Les bâtiments peuvent-ils être considérés comme de « grands produits » ? Il semblerait que ce soit l’avis des professionnels du BTP. En effet, le secteur de la construction emprunte beaucoup à celui de la fabrication, qu’il s’agisse d’outils, de processus, ou de méthodes de travail permettant de réduire les coûts et d’augmenter l’efficacité. Cela a donné lieu à une plus vaste collaboration entre ces deux secteurs d’activité, notamment en ce qui concerne les données et l’exécution des projets de construction. Aussi, la construction industrialisée conduit à une plus large préfabrication d’éléments que l’on assemble ensuite sur les chantiers — un clin d’œil évident aux processus de fabrication.
Pour les fabricants, la convergence de ces secteurs pourrait renforcer les chaînes logistiques. La construction apporte elle aussi beaucoup de flexibilité à l’industrie en créant des usines modulaires dont la structure peut être altérée et repensée rapidement, et faciliter ainsi la production en petite série de pièces de grande valeur.

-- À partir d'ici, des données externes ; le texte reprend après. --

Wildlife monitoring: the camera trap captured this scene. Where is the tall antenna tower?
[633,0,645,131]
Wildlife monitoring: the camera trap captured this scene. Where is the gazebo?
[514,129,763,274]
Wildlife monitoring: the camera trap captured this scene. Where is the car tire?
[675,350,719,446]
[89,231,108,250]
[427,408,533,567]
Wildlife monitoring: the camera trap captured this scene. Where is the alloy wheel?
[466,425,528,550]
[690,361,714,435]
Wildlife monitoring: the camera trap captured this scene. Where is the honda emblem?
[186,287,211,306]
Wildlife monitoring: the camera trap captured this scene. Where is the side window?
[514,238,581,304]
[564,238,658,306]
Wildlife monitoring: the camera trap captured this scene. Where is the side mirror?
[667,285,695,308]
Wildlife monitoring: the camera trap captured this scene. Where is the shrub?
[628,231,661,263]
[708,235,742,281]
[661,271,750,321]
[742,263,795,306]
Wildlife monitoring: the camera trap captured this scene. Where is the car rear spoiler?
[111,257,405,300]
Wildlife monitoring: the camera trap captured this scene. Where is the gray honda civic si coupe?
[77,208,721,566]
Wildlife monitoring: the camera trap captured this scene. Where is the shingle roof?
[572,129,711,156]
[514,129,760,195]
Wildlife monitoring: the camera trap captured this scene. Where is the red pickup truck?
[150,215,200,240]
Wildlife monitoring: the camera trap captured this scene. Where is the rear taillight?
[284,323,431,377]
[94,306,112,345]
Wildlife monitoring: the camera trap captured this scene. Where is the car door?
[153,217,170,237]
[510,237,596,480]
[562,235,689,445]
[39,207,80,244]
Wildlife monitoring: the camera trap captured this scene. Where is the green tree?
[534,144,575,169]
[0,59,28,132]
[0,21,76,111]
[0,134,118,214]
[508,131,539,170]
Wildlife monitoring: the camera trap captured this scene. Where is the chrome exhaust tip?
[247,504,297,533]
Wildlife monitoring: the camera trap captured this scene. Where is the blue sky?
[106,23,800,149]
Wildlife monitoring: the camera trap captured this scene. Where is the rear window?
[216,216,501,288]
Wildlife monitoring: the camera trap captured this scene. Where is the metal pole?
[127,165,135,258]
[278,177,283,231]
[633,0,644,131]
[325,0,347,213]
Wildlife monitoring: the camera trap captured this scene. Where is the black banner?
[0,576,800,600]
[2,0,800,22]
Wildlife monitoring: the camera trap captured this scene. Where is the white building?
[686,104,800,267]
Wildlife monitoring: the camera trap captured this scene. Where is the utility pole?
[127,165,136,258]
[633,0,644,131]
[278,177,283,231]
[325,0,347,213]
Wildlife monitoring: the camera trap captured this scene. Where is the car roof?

Là où les concepteurs créent des produits dotés d’aspects structurels, les architectes construisent des structures fonctionnelles, comme des produits. C’est pourquoi les fabricants devraient chercher à recruter des personnes dont les compétences peuvent servir aux deux secteurs d’activité.
Le positionnement des données au centre du processus de développement des produits a également permis le rapprochement entre la conception et la fabrication : les données sont centralisées sur le « cloud » ce qui rend possible leur partage et une meilleure collaboration entre les différentes équipes à tous les niveaux des entreprises, des ouvriers aux dirigeants. Cette convergence basée sur les données peut accélérer le développement de produits de manière exponentielle en brisant les silos de communication entre les départements, et en libérant le potentiel d’une plus large automatisation. Cela augmente à son tour la productivité en réduisant les délais du travail manuel.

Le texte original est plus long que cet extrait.